Che poi in sede di votazione del Presidente della Repubblica si debba o possa procedere ad interpretazioni di questo articolo appare paradossale ed inquietante, oltreché inutile: se fossero presenti 300 deputati invece dei 730 nominali la seduta sarebbe regolare, stando a questa riforma, e di questi 180 potrebbero eleggere un nuovo Presidente della Repubblica, ben al di sotto, appunto, almeno della maggioranza assoluta di 366.
Come si esce da questo pasticcio?
Il Governo non può esimersi dal promulgare il referendum costituzionale, perché incorrerebbe così nel reato di “attentato alla Costituzione”, essendo state raccolte tra i cittadini le firme necessarie per promuovere il referendum confermativo e dunque il diritto al referendum sarebbe già sancito.
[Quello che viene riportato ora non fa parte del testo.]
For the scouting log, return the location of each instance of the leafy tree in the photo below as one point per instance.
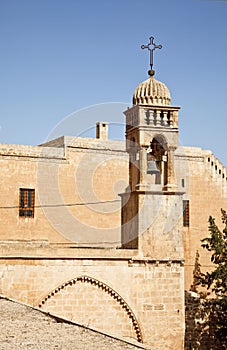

L’unica soluzione, stante il fatto che è stato approvato per il voto referendario un testo almeno per questa parte palesemente incostituzionale, è che il Presidente della Repubblica si rifiuti di promulgare il decreto di indizione del referendum - quello di conferma della data scelta dal Consiglio dei Ministri -, bloccando così definitivamente il referendum e la stessa riforma, impedendo poi che il reato di “attentato alla Costituzione” lo compia lui stesso, incorrendo in entrambi i capi di imputazione previsti per la messa in stato di accusa del Presidente della Repubblica come dal dettato dall’articolo 90 della Costituzione.
Non è dunque possibile portare al voto una simile riforma - essendo tra l’altro il quesito semplice ed onnicomprensivo - perché si rischierebbe di poterlo appunto approvare, né si potrebbe sperare di portarlo al voto sperando che passi il ‘no’.
Vicenda incredibile, frutto di una forzatura (di che tipo?) non calcolata nelle sue conseguenze. A giovamento di chi o di che cosa, resta un mistero.